ROCHESTER, N.Y. – Every day, hundreds of men and women suit up knowing that it could be their last day of work. Firefighters, police officers and other first responders put their lives on the line doing their jobs. What many people don’t realize is that most of the injuries first responders suffer on the job are a result of a traffic collision.
Police officers in particular face a high risk of being injured in a car crash. Many times, traffic is their office. According to a new study, police officers face a high injury risk while just sitting in a stationary police cruiser and their risk may jump even higher when responding to an emergency call.
A Rochester car accident attorney at Cellino & Barnes says the most dangerous hazard for police officers are not criminals – it’s other drivers.
“Even on a day where there are few crimes to report, police officers are risking their lives in Rochester,” car accident lawyer Ross Cellino said. “Car crashes are the largest cause of death among police officers in the United States.”
The study, conducted by the non-profit RAND Corporation, found about 25 percent of all crashes occurred when an officer’s cruiser wasn’t moving. More than 70 percent of the crashes happened during a routine drive.
Researchers believe their findings suggest law enforcement agencies could implement safety measures to reduce the chance of an officer getting injured. The survey, which looked at nearly a thousand crashes, also discovered excessive speed was rarely a factor in an officer-involved crash.
“Motorcycle officers are at an even greater risk of being injured,” Cellino said. “Most police cruisers are equipped with seatbelts, air bags, and a lot of space between an officer and a colliding vehicle while motorcycles don’t provide those protections.”
Officers who work alone more than double their injury risk, according the study.
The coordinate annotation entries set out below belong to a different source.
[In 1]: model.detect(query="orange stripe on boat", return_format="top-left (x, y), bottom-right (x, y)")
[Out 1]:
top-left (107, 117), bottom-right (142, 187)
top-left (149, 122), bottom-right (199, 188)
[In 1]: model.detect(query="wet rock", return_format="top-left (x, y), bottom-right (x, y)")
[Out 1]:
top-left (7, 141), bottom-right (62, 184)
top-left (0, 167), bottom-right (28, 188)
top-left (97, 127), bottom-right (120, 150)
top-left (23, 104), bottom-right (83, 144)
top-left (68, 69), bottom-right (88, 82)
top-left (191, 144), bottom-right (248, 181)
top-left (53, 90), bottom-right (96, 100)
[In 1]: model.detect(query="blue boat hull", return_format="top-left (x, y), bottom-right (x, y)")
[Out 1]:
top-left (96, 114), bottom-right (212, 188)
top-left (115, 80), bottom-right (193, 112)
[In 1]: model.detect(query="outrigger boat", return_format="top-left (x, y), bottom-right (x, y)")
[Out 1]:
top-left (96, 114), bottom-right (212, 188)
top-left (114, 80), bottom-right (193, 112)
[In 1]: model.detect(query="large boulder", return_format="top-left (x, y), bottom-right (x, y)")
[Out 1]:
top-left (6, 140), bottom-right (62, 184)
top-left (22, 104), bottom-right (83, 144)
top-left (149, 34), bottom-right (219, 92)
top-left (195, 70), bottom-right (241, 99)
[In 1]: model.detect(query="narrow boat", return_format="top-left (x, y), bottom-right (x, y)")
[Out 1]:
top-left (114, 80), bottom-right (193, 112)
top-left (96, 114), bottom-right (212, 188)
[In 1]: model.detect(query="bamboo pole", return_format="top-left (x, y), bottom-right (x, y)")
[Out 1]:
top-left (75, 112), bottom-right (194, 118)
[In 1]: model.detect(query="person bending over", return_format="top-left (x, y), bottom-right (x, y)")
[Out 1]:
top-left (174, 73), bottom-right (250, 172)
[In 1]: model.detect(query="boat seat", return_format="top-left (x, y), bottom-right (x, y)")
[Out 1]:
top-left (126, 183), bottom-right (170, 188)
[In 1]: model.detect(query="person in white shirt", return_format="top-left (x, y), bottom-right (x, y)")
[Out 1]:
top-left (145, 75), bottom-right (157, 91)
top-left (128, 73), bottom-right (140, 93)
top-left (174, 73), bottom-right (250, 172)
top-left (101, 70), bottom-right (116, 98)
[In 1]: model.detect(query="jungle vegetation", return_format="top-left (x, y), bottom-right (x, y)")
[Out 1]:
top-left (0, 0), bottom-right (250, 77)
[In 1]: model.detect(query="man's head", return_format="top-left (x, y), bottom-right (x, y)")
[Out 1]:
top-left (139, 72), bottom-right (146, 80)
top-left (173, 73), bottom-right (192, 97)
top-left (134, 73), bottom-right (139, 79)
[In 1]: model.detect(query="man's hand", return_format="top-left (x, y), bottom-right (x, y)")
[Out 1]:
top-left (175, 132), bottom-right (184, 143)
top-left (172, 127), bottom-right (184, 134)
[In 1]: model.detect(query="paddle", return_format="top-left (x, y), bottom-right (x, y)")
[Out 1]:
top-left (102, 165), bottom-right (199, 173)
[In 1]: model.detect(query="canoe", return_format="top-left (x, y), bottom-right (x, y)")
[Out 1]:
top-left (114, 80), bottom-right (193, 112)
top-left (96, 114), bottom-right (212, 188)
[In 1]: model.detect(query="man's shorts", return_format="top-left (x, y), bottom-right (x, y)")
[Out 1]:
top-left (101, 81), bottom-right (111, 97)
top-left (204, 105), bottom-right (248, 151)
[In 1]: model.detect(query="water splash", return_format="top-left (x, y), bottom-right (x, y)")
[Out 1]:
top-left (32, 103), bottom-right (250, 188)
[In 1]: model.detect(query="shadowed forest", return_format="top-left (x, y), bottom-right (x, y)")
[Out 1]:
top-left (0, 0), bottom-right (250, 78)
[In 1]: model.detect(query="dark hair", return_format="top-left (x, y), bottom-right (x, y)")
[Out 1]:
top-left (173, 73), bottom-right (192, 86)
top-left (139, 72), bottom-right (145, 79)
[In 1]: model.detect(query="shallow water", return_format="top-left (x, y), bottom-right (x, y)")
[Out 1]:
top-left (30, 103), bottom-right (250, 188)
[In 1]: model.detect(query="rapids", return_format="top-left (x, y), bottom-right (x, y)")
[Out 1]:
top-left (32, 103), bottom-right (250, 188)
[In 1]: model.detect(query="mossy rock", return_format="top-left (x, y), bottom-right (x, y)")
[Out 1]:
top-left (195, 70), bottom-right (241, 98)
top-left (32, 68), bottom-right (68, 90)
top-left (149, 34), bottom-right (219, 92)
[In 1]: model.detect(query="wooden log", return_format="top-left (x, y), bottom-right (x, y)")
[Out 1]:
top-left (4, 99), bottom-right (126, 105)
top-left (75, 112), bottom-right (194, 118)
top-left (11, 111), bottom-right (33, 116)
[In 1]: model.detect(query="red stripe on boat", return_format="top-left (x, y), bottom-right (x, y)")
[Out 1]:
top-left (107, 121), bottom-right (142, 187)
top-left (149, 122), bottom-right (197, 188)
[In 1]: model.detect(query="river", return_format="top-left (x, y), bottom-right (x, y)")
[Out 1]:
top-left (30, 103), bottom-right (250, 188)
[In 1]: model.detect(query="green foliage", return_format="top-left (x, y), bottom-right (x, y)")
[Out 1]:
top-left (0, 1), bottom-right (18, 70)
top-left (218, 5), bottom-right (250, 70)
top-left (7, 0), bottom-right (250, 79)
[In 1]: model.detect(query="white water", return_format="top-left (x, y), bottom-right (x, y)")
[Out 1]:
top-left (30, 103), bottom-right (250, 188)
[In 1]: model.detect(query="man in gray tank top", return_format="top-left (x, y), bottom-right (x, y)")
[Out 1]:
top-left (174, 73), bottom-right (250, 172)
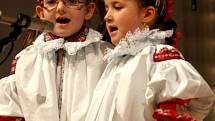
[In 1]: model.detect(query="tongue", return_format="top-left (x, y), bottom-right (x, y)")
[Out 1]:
top-left (56, 19), bottom-right (70, 24)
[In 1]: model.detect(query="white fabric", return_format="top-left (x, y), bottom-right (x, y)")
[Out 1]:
top-left (86, 29), bottom-right (215, 121)
top-left (0, 29), bottom-right (112, 121)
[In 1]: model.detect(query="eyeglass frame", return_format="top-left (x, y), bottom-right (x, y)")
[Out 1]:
top-left (40, 0), bottom-right (87, 11)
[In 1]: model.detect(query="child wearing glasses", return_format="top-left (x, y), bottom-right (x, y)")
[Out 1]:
top-left (85, 0), bottom-right (215, 121)
top-left (0, 0), bottom-right (110, 121)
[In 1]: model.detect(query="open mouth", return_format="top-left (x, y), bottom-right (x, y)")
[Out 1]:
top-left (56, 17), bottom-right (70, 24)
top-left (109, 26), bottom-right (118, 32)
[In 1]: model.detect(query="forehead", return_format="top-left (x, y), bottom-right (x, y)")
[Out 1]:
top-left (104, 0), bottom-right (138, 5)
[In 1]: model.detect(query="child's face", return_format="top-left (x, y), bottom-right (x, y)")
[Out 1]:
top-left (105, 0), bottom-right (143, 45)
top-left (36, 0), bottom-right (95, 37)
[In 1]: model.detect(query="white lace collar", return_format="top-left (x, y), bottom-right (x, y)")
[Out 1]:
top-left (34, 29), bottom-right (102, 55)
top-left (105, 27), bottom-right (173, 61)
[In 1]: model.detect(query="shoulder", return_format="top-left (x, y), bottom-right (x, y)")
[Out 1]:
top-left (153, 45), bottom-right (184, 62)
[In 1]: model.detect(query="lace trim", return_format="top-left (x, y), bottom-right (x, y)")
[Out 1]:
top-left (105, 27), bottom-right (173, 61)
top-left (34, 29), bottom-right (102, 55)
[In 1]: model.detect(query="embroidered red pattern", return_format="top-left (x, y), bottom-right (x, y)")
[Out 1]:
top-left (153, 47), bottom-right (183, 62)
top-left (10, 58), bottom-right (18, 74)
top-left (152, 99), bottom-right (196, 121)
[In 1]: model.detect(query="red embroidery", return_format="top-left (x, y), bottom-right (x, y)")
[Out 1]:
top-left (152, 99), bottom-right (196, 121)
top-left (153, 47), bottom-right (183, 62)
top-left (10, 59), bottom-right (18, 74)
top-left (0, 116), bottom-right (25, 121)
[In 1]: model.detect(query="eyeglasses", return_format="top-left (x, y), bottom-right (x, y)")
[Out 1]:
top-left (43, 0), bottom-right (85, 10)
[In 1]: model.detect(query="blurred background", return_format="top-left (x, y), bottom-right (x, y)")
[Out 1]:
top-left (0, 0), bottom-right (215, 121)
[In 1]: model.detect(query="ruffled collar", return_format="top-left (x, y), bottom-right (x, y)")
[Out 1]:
top-left (105, 27), bottom-right (173, 61)
top-left (34, 29), bottom-right (102, 55)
Researchers said this could be due to distractions such as a radio, their data terminal or a suspect in the backseat.
Rochester car accident attorneys say seat belts can drastically reduce the risk of injury in almost every crash scenario and researchers believe their work is not complete. The study’s authors said they’d like to better understand the injury risks associated with officer-involved car crashes and why officers do not always wear seat belts.